On the pretext of smoking a pipe he lounged up and down the corridor, every now and then glancing at Isabel, who sat alone with compressed lips and chin sunk on her chest. He concluded from her attitude and expression that she must have heard of Barraclough's capture but later on another impression superseded the first, for every now and then a light of excitement and enthusiasm would leap into her eyes as though in imagination she were following her lover along the ways of desperate adventure. Harrison Smith shook his head.

"Don't know what to make of it," he muttered. "Certain sure they've got the man yet—I don't know——"

Once he saw her do a very odd thing but foolishly enough paid little heed to it. A sudden blank look came into the girl's face—the kind of look people wear who have suddenly forgotten an important matter or discovered a loss. Her lips moved rapidly and her brow creased under an intensity of thought. She turned and breathed on the window glass and with quick movements of her forefinger wrote upon it half a dozen figures and characters. But before he had properly noted what they were the moisture evaporated and the glass was clear again. It did not occur to Harrison Smith to worry over his failure to read what she had written, since he regarded the action as symptomatic of mere nervousness, but he noted with surprise that after this little episode the girl seemed to relax and her face assumed lines almost of contentment. After all, no one could blame him for failing to realise the true significance of that hurried, transient scrawl. One does not expect to find the map reference of probably the greatest source of wealth the world has ever known scribbled across the window pane of a South Western Railway carriage by the fat little forefinger of a girl scarcely out of her teens. Such an eventuality never even crossed the mind of Harrison Smith.

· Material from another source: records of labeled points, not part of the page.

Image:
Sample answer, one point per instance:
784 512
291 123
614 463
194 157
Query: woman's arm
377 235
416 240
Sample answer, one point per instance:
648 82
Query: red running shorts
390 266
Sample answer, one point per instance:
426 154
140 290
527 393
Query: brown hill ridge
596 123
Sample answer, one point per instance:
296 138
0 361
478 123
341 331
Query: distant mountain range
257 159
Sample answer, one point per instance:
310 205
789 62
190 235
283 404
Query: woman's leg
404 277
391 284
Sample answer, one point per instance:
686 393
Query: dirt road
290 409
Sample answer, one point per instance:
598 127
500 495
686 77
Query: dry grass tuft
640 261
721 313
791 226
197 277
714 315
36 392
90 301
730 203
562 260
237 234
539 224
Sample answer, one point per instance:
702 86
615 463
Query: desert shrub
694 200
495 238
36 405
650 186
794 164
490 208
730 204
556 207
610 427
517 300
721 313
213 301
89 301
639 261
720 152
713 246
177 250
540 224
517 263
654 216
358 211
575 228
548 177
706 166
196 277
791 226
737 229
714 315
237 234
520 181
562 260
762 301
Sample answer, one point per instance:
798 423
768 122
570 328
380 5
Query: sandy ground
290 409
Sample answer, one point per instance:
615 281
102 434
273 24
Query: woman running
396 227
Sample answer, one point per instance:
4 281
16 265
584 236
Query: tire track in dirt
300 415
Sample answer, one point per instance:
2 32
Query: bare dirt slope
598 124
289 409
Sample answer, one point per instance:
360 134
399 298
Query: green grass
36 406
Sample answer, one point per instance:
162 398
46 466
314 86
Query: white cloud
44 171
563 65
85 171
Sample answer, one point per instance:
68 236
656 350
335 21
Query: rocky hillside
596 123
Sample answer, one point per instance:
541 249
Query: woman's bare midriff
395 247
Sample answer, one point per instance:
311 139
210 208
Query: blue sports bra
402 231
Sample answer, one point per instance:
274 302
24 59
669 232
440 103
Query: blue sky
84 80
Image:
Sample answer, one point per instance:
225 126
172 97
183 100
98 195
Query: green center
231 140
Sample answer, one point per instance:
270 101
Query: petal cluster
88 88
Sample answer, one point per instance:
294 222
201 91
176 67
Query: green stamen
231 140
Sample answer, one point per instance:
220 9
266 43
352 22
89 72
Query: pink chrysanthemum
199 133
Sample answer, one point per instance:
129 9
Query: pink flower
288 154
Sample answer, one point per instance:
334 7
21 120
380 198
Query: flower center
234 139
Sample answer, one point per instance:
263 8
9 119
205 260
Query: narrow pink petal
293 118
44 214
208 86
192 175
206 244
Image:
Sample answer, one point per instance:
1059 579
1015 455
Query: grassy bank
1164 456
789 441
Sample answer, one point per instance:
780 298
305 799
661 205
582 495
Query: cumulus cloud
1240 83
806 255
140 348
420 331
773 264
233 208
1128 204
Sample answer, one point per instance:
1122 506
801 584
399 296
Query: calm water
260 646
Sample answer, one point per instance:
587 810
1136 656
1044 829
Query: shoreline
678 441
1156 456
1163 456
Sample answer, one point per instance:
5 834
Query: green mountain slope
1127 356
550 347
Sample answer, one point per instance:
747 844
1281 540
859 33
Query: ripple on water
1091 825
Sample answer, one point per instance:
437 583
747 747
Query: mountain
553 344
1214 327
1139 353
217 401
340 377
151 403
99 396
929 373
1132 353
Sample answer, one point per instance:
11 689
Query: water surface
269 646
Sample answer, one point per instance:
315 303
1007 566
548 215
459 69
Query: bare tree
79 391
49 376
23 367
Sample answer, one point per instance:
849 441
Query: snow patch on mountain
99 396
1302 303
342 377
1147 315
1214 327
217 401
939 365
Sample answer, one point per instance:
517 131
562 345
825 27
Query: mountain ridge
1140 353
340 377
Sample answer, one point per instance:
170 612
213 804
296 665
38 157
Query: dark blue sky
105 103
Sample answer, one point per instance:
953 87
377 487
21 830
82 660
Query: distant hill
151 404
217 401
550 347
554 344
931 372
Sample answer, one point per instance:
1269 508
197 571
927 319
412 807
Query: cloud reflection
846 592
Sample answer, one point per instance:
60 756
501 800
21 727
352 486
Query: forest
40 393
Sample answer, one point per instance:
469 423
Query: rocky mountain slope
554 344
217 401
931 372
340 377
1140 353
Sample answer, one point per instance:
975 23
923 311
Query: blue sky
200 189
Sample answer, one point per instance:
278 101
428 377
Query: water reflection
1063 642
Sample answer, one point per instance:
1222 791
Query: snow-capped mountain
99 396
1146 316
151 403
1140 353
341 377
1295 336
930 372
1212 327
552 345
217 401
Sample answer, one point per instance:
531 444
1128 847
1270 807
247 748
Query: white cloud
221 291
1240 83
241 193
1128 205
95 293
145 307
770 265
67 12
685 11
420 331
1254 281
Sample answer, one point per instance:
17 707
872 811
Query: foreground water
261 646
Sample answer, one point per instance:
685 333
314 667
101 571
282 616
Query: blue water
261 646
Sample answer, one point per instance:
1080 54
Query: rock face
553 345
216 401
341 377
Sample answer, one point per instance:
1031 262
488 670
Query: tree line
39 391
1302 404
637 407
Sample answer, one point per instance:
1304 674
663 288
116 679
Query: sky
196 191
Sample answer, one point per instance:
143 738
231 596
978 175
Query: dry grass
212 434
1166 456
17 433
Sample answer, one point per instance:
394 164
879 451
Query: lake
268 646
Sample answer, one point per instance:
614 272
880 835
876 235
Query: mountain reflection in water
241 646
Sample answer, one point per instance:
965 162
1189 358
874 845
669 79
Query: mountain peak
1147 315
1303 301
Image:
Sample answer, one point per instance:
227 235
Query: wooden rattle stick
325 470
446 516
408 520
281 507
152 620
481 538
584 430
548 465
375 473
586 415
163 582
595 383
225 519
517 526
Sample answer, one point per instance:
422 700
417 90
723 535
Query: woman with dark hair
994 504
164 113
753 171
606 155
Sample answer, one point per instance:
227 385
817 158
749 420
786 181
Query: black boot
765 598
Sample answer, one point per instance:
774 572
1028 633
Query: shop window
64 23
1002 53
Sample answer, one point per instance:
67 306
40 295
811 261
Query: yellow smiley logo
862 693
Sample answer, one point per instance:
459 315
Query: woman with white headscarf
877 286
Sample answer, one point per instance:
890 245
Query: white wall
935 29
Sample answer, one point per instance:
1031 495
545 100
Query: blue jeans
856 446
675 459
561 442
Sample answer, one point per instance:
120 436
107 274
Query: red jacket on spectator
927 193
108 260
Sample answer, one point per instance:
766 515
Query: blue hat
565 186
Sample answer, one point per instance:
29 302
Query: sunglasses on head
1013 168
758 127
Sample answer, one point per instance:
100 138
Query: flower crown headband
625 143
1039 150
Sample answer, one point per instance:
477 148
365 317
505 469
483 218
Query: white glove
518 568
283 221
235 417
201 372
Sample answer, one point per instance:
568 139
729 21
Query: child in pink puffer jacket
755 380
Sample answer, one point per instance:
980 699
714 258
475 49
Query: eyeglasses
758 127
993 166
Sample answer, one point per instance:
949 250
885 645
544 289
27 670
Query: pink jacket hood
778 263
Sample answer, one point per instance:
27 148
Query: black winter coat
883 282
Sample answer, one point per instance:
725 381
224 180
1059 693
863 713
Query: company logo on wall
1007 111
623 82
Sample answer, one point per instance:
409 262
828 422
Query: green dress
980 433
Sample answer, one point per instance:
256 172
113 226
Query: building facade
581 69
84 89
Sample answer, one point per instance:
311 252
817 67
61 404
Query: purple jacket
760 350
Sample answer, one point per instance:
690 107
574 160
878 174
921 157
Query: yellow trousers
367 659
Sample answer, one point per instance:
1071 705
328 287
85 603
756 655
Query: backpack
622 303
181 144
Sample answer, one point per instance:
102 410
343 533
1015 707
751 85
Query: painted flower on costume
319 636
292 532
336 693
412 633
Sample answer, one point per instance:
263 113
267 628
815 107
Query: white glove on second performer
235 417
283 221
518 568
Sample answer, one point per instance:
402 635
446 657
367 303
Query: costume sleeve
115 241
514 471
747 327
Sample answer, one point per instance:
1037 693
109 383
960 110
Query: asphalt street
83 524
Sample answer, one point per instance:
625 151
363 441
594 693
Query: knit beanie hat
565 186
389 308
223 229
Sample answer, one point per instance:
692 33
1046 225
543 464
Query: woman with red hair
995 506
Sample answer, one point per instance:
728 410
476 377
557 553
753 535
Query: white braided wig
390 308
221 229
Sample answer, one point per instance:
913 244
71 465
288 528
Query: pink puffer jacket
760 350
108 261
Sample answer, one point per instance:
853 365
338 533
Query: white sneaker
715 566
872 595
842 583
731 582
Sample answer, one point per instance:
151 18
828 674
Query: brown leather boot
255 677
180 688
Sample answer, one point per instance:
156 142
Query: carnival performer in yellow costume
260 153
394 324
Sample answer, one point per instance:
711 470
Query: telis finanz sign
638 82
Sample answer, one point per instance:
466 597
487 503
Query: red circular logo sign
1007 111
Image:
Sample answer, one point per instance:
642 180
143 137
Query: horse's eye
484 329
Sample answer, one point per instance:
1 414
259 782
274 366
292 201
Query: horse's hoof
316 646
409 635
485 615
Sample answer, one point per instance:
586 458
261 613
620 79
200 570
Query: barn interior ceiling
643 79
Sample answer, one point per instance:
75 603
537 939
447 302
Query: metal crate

Nevertheless the girl puzzled him more than he cared to confess.

To reach Digby Halt necessitated a change. Harrison Smith took good care to make his descent from the train as far as possible from Isabel's carriage. He watched her enter the governess cart and drive away before attempting to leave the station. Prior to this it struck him that he might have difficulty in obtaining lodgings in the neighbourhood without bag or baggage and this being probable he had resorted to the unpleasant expedient of stealing a suit case. Its owner, a clergyman, was at the time enjoying a cup of tea in the dining section—the risk therefore was small. The suit case bore no initials and might have belonged to anybody. Harrison Smith showed as little as possible of his face as he passed through the wicket gate. He turned in the opposite direction to the one taken by the governess cart, waited till he was out of sight and climbed through a gap in the hedge. Ten minutes later, dressed as a clergyman and looking very good indeed, he marched down the road in the direction of the village.